La vida sencilla pero laboriosa del capellán y del párroco hacía mucho más tangible la presencia de Cristo y la vida de la Iglesia que la plétora de documentos que a veces son como una espada (véase el reciente motu proprio Traditionis Custodes) y que desde hace años paralizan la vida de la Iglesia. Lenguaje, contenido y mentalidad que no vienen de Cristo, sino del mundo. Por eso, Benedicto XVI recuerda el discurso que pronunció en Friburgo con motivo de su viaje apostólico a Alemania en 2011, en el que habló de la necesidad de una “desmundanización”. No es cierto, como algunos han escrito, que Ratzinger vuelve sobre sus pasos. Por el contrario, afirma que el proceso necesario de purgarse del mundo y de su lógica es el aspecto negativo pero necesario de una verdadera reforma de la Iglesia: “La palabra ‘desmundanización’ indica la parte negativa del movimiento al que me refiero, es decir, salir del discurso y de las limitaciones de una época hacia la libertad de la fe”. No se puede pretender volar sin cortar los lazos que nos atan al suelo.
La referencia a la experiencia de Bogenhausen también le marcó por otro motivo, apenas mencionado en la entrevista, pero más destacado en la biografía de Peter Seewald. Su predecesor en la parroquia de la Preciosa Sangre fue el padre Alfred Delp, que fue ahorcado por la Gestapo en 1945 en la prisión de Plötzensee. Delp había dejado un diario y algunas frases, como ésta que había grabado en la pared de su celda, mientras tenía las manos atadas: “La hora del nacimiento de la libertad humana es la hora del encuentro con Dios. La rodilla doblada y las manos vacías extendidas son los gestos originarios del hombre libre. Debemos tener confianza en la vida, porque no la vivimos solos, sino que Dios la vive con nosotros”.

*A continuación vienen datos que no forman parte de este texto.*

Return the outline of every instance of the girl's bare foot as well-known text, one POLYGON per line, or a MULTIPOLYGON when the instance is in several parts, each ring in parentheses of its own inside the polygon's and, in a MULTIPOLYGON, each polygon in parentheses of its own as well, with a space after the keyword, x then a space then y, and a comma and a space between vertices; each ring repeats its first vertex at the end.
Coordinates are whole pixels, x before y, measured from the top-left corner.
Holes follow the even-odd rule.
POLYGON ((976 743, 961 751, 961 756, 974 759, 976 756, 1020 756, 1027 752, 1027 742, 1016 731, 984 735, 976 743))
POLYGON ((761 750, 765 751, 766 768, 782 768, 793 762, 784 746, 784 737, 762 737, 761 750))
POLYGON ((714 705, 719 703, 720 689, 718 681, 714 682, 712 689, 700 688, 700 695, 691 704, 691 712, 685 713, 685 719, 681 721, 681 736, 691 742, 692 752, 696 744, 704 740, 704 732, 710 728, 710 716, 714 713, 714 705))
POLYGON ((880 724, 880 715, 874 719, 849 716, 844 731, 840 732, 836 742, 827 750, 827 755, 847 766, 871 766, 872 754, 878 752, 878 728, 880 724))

Expresiones que quedaron indeleblemente grabadas en el alma del joven Ratzinger y que revelan el significado antropológico de su insistencia como obispo, cardenal y Pontífice en la primacía de Dios en la vida del mundo y de la Iglesia. Porque sólo Dios -escribió el padre Delp- es el último bastión de defensa contra esa “presión despótica de las masas [...] que prostituye hasta el último espacio íntimo, devora la conciencia, viola el juicio y finalmente ciega y sofoca el espíritu”. Ay, pues, de esa época “en la que las voces de los que claman en el desierto son acalladas, ahogadas por el ruido del día en las calles, o prohibidas, o ahogadas por la embriaguez del progreso, o frenadas o debilitadas por el miedo y la cobardía”.
Benedicto XVI no se ha limitado a lanzar una “andanada” contra la Iglesia en Alemania; está intentando, por enésima vez, señalar la única salida de lo que se perfila cada vez más como el totalitarismo más mortífero de la historia. Sólo Dios, sólo el Crucificado es la única barrera real contra el mal naciente.